If your lawyer believes that having a firearm license defines you as dangerous, you may be at risk of losing your Second Amendment rights and even your freedom. You may not know about his belief or recognize the risk until it is too late.
I can almost hear you saying, “My attorney is my advocate. What are you talking about? That could never happen!” You are wrong.
Lawyers are required to attend continuing legal education. During a recent ethics seminar, “The ‘Perfect’ Match: Selecting Clients for Successful Representation (Ethics),” Adam Kilgore, general counsel for the Mississippi Bar, offered the following hypothetical to a group of experienced civil and criminal lawyers.
A man has been fired from his job. He is upset. He hires you as his attorney. You are of the opinion he has an excellent case and file a complaint on his behalf. You later discover he possesses a permit to carry a firearm. He also has a so-called enhanced carry license. While his case is wending through the courts, your client goes to a public area outside his former workplace. He displays signs that say he has been wrongfully fired. The man has no history of criminal activity, violence, or threatening anyone.
The instructor asked the class what actions, if any, a lawyer should take. It seemed obvious to me there was no reason to do anything except proceed with the client’s case. I (Jude) would also advise my client to avoid confrontations with anyone who worked for his former employer and what he might consider saying if approached by the media.
While I was forming an answer, many lawyers immediately said they would terminate the attorney-client relationship and contact law enforcement to report their client was potentially dangerous. The only reason offered was his firearm permits.
I have to admit, I was flabbergasted, for several reasons. First, I live in Mississippi, which is among the reddest of the red states. Second, the attorneys—let me call them gun-phobic—were proposing to violate the attorney-client privilege, which establishes one of the most sacrosanct confidential relationships. (American Bar Association “Rule of Professional Conduct” 1.6). As with most things, there are exceptions. They generally pertain to a client who is about to commit a criminal act or engage in fraudulent behavior.
The lawyers who proposed to call the police cited ABA Rule 1.6 (b)(1). It states “[a] lawyer may reveal information relating to the representation of a client to the extent the lawyer reasonably believes necessary: … to prevent reasonably certain death or substantial bodily harm.”
I have no problem with the rule, if there is reliable evidence to believe a client is about to kill or injure someone. The question is whether there is sufficient reliable evidence to justify firing a client and reporting him to the police—a serious decision with significant consequences.
Evidence is facts, not conjecture, speculation, or supposition. The only fact addressed by attorneys who advocated reporting the client to police was the lawfully issued gun permits.

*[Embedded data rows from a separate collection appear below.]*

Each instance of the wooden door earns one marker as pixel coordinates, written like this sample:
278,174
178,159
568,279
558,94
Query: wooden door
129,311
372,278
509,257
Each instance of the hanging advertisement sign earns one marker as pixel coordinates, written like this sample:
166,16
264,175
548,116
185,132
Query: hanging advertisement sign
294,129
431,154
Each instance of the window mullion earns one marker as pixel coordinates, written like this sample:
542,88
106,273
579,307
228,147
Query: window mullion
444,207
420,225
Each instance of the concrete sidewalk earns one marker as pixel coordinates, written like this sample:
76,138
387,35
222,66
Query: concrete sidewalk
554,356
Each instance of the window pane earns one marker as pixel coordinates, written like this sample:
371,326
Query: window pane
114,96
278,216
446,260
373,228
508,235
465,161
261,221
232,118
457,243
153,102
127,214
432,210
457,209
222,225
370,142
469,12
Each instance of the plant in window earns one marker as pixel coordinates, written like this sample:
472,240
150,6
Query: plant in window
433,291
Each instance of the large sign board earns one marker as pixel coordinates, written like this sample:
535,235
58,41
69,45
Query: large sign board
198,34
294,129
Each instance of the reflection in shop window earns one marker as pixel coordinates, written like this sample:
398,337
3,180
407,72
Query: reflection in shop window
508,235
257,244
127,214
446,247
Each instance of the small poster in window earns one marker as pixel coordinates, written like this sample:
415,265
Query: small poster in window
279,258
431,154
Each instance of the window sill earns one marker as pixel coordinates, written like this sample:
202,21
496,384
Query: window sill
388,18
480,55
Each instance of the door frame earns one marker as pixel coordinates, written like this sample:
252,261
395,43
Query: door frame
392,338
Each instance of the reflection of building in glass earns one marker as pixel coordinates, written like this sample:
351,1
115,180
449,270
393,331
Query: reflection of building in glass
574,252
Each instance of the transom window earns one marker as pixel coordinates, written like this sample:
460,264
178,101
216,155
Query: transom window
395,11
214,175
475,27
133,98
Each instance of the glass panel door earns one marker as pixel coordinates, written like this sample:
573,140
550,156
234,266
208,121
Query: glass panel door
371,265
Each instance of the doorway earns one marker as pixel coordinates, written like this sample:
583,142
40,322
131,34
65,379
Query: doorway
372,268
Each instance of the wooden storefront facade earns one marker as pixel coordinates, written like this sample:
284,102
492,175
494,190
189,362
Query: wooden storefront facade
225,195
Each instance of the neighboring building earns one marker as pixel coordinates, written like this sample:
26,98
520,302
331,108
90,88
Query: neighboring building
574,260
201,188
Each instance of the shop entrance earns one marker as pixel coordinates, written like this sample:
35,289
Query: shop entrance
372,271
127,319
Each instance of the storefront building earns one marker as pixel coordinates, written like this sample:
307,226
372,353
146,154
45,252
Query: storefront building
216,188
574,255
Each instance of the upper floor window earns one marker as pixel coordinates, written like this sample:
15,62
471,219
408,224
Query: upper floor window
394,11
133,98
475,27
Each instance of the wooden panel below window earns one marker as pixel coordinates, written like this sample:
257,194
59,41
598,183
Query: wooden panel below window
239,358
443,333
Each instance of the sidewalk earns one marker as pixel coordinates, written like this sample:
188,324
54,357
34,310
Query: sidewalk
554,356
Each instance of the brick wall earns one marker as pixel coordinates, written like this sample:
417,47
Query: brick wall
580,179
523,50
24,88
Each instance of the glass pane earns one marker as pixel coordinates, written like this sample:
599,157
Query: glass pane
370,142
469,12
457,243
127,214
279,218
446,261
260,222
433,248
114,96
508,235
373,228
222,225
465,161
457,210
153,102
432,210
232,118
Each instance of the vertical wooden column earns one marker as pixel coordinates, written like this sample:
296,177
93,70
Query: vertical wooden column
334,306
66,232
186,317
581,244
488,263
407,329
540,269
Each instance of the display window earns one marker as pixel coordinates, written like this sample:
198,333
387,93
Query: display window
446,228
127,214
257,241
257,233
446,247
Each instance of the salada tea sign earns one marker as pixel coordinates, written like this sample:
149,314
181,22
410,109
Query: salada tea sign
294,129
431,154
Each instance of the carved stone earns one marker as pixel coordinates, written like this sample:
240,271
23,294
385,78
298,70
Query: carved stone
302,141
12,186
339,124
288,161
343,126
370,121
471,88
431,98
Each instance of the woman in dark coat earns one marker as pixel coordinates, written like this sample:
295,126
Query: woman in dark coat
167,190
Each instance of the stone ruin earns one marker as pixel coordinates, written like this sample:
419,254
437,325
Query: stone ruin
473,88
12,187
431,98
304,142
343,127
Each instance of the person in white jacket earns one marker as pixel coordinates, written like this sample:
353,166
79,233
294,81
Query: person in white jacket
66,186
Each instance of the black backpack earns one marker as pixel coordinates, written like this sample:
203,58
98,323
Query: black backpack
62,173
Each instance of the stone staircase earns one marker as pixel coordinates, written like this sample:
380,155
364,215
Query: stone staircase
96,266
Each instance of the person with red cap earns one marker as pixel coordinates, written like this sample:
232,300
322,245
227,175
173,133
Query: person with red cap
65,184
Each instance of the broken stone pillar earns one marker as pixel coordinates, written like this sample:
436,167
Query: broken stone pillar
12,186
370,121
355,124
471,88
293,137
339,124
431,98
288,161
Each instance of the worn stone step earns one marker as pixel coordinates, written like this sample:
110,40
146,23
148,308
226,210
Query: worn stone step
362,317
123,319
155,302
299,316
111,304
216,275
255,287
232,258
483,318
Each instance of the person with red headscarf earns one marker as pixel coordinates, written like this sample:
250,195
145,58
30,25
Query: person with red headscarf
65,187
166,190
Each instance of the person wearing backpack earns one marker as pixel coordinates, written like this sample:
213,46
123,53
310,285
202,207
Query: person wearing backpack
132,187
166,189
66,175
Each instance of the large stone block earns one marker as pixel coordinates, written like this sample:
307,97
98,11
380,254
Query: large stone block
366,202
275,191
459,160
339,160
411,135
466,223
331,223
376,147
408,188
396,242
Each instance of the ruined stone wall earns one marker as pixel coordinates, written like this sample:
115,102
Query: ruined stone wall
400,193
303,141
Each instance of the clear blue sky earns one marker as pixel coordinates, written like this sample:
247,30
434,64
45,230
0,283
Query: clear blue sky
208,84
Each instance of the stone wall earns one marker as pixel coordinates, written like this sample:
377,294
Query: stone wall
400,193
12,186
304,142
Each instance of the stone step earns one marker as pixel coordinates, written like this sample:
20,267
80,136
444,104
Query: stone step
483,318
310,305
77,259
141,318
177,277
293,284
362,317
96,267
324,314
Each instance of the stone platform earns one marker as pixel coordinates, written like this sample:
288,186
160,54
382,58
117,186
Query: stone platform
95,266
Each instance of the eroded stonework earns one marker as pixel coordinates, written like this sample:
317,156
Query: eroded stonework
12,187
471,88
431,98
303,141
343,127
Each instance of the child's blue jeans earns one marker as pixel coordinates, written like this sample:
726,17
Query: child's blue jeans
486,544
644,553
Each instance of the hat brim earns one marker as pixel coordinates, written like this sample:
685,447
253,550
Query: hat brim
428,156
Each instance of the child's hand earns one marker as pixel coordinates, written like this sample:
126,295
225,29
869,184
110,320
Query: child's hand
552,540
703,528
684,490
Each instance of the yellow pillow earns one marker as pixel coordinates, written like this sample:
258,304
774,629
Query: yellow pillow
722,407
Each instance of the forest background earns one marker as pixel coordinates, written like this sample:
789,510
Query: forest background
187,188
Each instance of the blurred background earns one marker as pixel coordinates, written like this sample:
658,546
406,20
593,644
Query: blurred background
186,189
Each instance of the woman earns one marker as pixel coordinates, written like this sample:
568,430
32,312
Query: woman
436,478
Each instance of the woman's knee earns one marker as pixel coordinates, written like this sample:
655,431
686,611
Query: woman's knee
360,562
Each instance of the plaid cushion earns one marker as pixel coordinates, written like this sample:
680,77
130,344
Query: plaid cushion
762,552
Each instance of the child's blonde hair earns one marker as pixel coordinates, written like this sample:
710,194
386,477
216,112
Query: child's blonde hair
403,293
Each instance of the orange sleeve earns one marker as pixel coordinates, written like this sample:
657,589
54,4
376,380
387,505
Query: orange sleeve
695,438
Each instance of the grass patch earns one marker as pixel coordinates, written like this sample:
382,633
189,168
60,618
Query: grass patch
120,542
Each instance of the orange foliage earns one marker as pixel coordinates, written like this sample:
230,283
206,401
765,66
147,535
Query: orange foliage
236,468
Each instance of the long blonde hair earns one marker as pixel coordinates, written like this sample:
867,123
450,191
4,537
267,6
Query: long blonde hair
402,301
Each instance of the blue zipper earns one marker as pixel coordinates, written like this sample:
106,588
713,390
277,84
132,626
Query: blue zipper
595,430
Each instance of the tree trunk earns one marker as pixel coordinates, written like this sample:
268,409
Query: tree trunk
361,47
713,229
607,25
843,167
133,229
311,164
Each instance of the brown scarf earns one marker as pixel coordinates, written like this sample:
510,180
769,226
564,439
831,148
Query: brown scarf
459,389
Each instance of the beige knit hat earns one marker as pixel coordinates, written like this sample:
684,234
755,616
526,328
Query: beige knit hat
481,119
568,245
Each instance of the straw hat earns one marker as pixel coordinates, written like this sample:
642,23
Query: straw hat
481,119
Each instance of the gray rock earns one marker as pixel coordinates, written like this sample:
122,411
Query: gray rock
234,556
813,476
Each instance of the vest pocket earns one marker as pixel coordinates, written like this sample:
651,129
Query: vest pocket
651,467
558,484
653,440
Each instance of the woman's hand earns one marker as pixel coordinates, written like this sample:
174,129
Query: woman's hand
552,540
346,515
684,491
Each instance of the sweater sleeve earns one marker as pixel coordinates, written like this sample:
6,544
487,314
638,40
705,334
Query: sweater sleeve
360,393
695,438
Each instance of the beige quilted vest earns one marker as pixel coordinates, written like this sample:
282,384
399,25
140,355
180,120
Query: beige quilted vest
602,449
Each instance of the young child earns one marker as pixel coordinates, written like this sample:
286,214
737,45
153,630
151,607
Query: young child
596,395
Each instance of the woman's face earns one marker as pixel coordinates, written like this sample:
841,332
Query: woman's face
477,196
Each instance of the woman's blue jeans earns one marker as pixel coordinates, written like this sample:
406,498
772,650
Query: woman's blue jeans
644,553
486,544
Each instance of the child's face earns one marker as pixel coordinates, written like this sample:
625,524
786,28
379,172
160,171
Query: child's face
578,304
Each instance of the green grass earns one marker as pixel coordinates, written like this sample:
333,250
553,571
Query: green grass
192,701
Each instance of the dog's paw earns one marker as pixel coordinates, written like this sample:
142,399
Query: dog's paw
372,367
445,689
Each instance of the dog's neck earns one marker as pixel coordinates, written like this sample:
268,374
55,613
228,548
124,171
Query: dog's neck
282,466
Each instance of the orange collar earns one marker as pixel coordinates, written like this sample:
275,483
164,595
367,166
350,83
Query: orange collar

It did not matter that he lawfully owned a firearm, or had a firearm permit, including an enhanced carry permit. He had met significant background and training criteria. He does not have anything in his background that would prevent him from owning a firearm or possessing a permit, including a history of criminal activity, violence, or mental illness.
Gun-phobic attorneys focused on the fact the client owned a gun and had firearm permits. In their opinion, that was enough to label him as reasonably certain to cause death or serious bodily harm and report him to the police.
No one claimed there was anything legally improper about being upset with a former employer. Hiring a lawyer to file a lawsuit is a pretty good indicator of being upset. It is what you would expect from a law-abiding citizen, not a dangerous person. The gun-phobic attorneys acknowledged, in response to a question by the instructor, that displaying non-threatening signs in a public area is lawful, and is likely protected by the First Amendment.
Here’s what I found truly amazing. We are attorneys! We take evidence seriously. We study evidence in law school. Knowledge of evidence is tested on bar examinations. We would be appalled at the thought that a judge might permit our clients to be jailed based on conjecture.
If gun-phobic attorneys like this have their way, there may be truly terrifying consequences. They would punish an American citizen who had done absolutely nothing wrong. Because the lawyer claims his client is reasonably certain to cause death or serious bodily harm, the police would have little choice but to take action, up to and including arrest.
A lawyer’s claim that his client is dangerous is substantially identical to the judicial standard for psychiatric detention. Under these circumstances, the client might be held for a mental evaluation. Even if ultimately cleared, this citizen would be publicly (and permanently on the internet) labeled as “dangerous.”
The adverse consequences have just begun. After being fired by an attorney, reported to the police as likely to injure or kill, arrested and held for psychiatric evaluation, what would happen to the client’s lawsuit? He would face the almost insurmountable burden of finding a new lawyer. How many attorneys would accept a case where a client has been fired by his previous attorney and arrested based on his attorney’s opinion that he is dangerous?
Congress may pass laws to limit our ability to possess firearms. Courts may interpret existing laws to limit our ability to possess firearms. They are obvious threats. What we don’t expect is the insidious, hidden threat from an attorney who does not believe in our Second Amendment rights and who takes action on the belief that he needs to protect the public from us.